Ville Laitila avatar
Written by Ville Laitila
Updated over a week ago

To find the libraries that are not used or are used only mildly, that could enable doing cleanup of the dependencies.

  1. Open up “External” element to see what elements does it contain.

  2. Basically those are external elements (libraries) of which code is not present in analysis. (Some of those might be also caused by errors in analysis) 

  3. If you have somewhere the full list of the libraries included in your production image, you can cross-check that list against the list of elements under External. This is where the usability is not yet in optimal level, but it is still doable already.

  4. However, there are also sometimes corner cases: For an element that is “pulled” to the image due to arbitrary dependency (e.g. a test tool or some other “not so relevant” component uses it). Those special cases can be identified with the help of heatmap when configured to show external_incoming_dependency_count metric.

  5. Libraries with very low external_incoming_dependency_count metric are such might be easily removable from the production deployment with relatively low work effort as there are very few users for them. 

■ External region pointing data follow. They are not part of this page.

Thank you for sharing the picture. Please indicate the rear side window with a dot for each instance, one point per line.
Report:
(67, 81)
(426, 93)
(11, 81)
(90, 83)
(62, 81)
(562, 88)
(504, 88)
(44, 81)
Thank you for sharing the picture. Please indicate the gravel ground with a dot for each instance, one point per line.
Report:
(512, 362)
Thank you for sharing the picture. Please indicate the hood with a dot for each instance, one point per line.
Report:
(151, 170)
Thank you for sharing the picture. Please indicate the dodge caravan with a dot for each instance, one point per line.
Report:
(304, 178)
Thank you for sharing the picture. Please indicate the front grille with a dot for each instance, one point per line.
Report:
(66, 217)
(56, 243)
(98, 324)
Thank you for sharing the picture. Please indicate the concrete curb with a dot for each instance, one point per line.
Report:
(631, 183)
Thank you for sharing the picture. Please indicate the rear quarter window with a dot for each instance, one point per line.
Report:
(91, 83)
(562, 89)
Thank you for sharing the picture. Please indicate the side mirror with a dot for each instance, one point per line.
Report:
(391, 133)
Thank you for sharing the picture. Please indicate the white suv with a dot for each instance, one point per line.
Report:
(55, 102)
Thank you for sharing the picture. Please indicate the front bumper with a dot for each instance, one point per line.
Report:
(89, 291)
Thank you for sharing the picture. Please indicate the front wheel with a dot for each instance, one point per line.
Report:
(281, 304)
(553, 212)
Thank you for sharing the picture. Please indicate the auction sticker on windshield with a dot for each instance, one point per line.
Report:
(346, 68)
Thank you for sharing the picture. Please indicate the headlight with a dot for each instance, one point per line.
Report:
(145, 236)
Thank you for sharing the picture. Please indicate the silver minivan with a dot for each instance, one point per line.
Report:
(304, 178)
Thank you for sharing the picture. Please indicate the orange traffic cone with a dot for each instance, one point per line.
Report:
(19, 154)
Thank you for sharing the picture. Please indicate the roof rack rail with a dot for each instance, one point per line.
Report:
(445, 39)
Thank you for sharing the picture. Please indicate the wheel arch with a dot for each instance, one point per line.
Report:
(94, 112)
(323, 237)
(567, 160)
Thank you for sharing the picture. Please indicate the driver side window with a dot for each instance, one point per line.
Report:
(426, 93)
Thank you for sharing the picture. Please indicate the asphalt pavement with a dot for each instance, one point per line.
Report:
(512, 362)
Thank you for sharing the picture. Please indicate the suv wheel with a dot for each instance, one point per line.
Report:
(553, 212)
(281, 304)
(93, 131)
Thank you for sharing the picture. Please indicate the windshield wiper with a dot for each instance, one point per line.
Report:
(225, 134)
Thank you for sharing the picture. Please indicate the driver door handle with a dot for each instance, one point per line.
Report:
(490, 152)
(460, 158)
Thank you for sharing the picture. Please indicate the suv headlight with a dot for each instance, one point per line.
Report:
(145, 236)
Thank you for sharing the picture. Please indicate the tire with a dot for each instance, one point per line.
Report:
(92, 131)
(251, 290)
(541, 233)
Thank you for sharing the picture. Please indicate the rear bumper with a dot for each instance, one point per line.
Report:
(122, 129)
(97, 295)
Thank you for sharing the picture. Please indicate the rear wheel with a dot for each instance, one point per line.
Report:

In the most recent Softagram version there is also a Page Rank based algorithm to identify indirect importance of software elements. As an alternative to external_incoming_dependency_count metric, it better shows the “real importance or connections” of an element even if it has just a few direct users (but they themselves are very important). However, that metric is still to be exposed in UI.

Note that in some rare cases, external libs might not be used directly from your code, but through another external library. Those cases can be resolved with the help of binary analysis (instead of source code analysis) that is not available in the product.